At Maxwell Air Force Base, recreational UAS operations are not approved within the air traffic control tower airspace that includes all the confines of Maxwell AFB. Public use or governmental agencies require formal letters of agreement established and major command approval before operating a UAS in Maxwell's airspace. The research is still ongoing; however, these systems can damage aircraft and may present an operations security concern for the base.
For more information about the dos and don'ts of small UAS type operations, go to knowbeforeyoufly.org. It is an education campaign founded by the Association for Unmanned Vehicle Systems International and the Academy of Model Aeronautics in partnership with the Federal Aviation Administration, to educate prospective users about the safe and responsible operation of unmanned aircraft systems.
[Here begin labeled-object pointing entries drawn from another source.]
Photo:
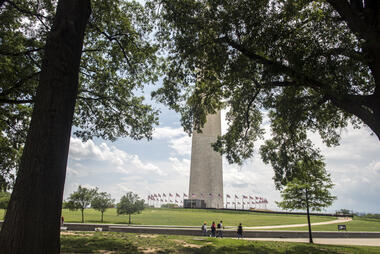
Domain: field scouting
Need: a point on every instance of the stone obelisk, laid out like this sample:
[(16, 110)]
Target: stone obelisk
[(206, 173)]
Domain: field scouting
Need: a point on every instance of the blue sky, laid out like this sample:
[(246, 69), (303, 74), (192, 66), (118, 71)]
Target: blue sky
[(162, 165)]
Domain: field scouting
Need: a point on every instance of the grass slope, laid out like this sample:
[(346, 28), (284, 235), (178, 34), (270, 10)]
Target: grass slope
[(357, 224), (100, 242), (191, 217)]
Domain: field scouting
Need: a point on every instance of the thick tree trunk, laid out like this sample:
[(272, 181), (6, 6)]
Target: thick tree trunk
[(308, 218), (32, 222)]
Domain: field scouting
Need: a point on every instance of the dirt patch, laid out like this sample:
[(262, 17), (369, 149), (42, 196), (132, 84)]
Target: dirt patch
[(185, 244), (76, 233), (150, 250), (147, 236)]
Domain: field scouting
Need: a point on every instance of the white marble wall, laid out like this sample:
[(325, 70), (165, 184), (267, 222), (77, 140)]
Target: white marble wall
[(206, 172)]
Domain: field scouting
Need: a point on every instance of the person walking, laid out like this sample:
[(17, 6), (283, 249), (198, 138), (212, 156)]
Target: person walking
[(204, 229), (213, 229), (240, 231), (220, 229)]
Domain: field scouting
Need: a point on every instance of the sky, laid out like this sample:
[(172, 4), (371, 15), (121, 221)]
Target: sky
[(162, 165)]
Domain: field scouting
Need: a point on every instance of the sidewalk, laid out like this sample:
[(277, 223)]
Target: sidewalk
[(330, 241)]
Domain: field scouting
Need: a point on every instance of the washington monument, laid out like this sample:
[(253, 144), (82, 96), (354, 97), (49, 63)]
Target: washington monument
[(206, 173)]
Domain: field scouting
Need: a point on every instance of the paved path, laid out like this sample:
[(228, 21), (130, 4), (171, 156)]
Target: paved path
[(331, 241), (340, 220)]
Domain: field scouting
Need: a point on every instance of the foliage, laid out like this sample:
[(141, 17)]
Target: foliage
[(135, 243), (303, 63), (4, 199), (101, 202), (117, 60), (81, 199), (310, 189), (129, 204)]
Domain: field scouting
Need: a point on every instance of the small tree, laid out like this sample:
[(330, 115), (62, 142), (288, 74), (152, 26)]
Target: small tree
[(310, 190), (130, 204), (81, 199), (4, 199), (101, 202)]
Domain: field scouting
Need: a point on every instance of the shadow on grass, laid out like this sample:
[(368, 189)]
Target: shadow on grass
[(251, 248), (91, 244)]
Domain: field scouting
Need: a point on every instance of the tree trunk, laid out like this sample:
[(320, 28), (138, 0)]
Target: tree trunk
[(308, 218), (82, 211), (32, 222)]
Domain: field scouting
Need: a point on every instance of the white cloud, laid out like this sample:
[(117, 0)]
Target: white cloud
[(167, 132)]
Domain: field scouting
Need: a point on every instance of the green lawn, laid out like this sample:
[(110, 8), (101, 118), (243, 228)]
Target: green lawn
[(191, 217), (100, 242), (357, 224)]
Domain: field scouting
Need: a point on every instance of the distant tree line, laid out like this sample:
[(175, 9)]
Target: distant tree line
[(84, 198)]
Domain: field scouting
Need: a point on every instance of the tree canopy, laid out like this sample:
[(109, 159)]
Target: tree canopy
[(81, 199), (307, 65), (310, 190), (118, 58), (101, 202), (129, 204)]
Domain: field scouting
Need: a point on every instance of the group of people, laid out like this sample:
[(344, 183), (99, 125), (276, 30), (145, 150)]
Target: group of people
[(217, 230)]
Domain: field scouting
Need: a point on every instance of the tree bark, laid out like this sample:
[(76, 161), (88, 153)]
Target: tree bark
[(32, 222), (308, 218), (82, 211)]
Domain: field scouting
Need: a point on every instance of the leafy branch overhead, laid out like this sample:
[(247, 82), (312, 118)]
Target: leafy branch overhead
[(118, 58), (302, 65)]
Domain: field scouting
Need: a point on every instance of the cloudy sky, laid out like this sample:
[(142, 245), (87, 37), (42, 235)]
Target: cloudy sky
[(162, 165)]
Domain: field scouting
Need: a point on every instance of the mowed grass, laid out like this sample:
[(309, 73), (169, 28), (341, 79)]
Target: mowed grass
[(191, 217), (357, 224), (101, 242)]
In addition to this resource, the FAA recently tested a beta app known as B4UFLY. It is an easy-to-use smartphone app that helps unmanned aircraft operators determine via visual status indicators, if any restrictions or requirements exist at the location where they want to fly. The FAA is expected to role this app out to the public in a couple months. More information on this app is available at www.faa.gov/uas/b4ufly.
For governmental offices wishing to procure small unmanned aircraft systems to perform official functions, the FAA and Air Force has separate procedures that may be reviewed further by calling the 42d Operations Support Squadron as a starting point. Small unmanned aircraft systems such as quad copters are expected to be on the top of many shopping lists and the FAA continues to evolve policies on their use. They are a tool for many businesses, provide recreational enjoyment, and beat the very soul that inspires aviation enthusiast. Please just remember to use them responsibly, and know before you fly.